School employees are traveling around the state to support Gov. Tom Wolf budget. Photo courtesy Service Employees International Union 32BJ.
School employees are traveling around the state to support Gov. Tom Wolf budget. Photo courtesy Service Employees International Union 32BJ.
July 20, 2015

HARRISBURG, Pa. - Rank-and-file school employees are on the road rallying to support Gov. Tom Wolf in his budget standoff with the legislature, saying the education of Pennsylvania's children is at risk.

On Friday, a bus full of the school workers traveled to the offices of six Philadelphia-area legislators who oppose the governor's budget. Theodore Daniels, an employee of the Philadelphia Schools, spoke by cell phone from the bus between events.

He says after years of funding cuts, there are not enough teachers or even desks. He says his school only has a nurse two days a week, and thinks it's only fair to tax natural gas drilling to pay for better public education.

"Schools are being overcrowded," says Daniels. "The kids are not being educated the way they're supposed to be educated. We have to pay our fair share, but they don't want to make big business be a part of it."

Some Republicans in the legislature say it would be a mistake to tax a growing industry. The state was supposed to have a budget finished by the end of the fiscal year. But that was three weeks ago, and lawmakers are still deadlocked.

Daniels says Gov. Wolf campaigned on increasing funding for public schools, and was elected with a specific mandate to do that. He says by blocking those plans, Republican leaders in the state are ignoring real needs of real people.

"I fight this fight for my kids, my coworkers, and the people of Pennsylvania," says Daniels. "Because what he's doing is what the people are asking him to do. Because it works best for all of us, not some of us."
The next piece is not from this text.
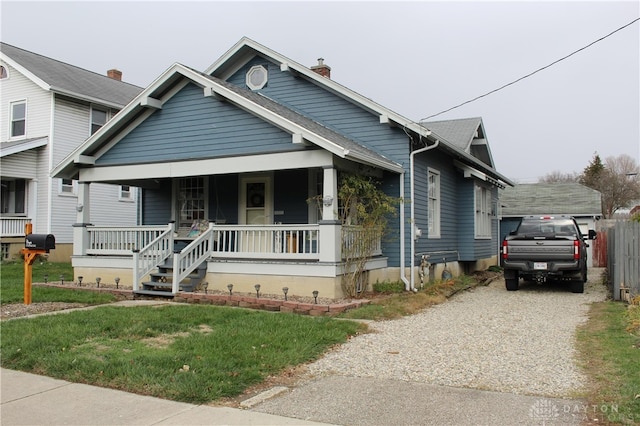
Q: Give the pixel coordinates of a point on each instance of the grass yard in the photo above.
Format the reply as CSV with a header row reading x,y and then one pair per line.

GOP lawmakers are pushing their plan to privatize the pensions of many public employees, including Daniels - trading traditional pensions for plans more like a 401k. The teachers' union and others have argued that would be unconstitutional, and violates an existing contract with people who took their jobs with the understanding they would have a traditional pension.

The Service Employees International Union (SEIU) 32BJ says it has planned similar events in the western part of the state.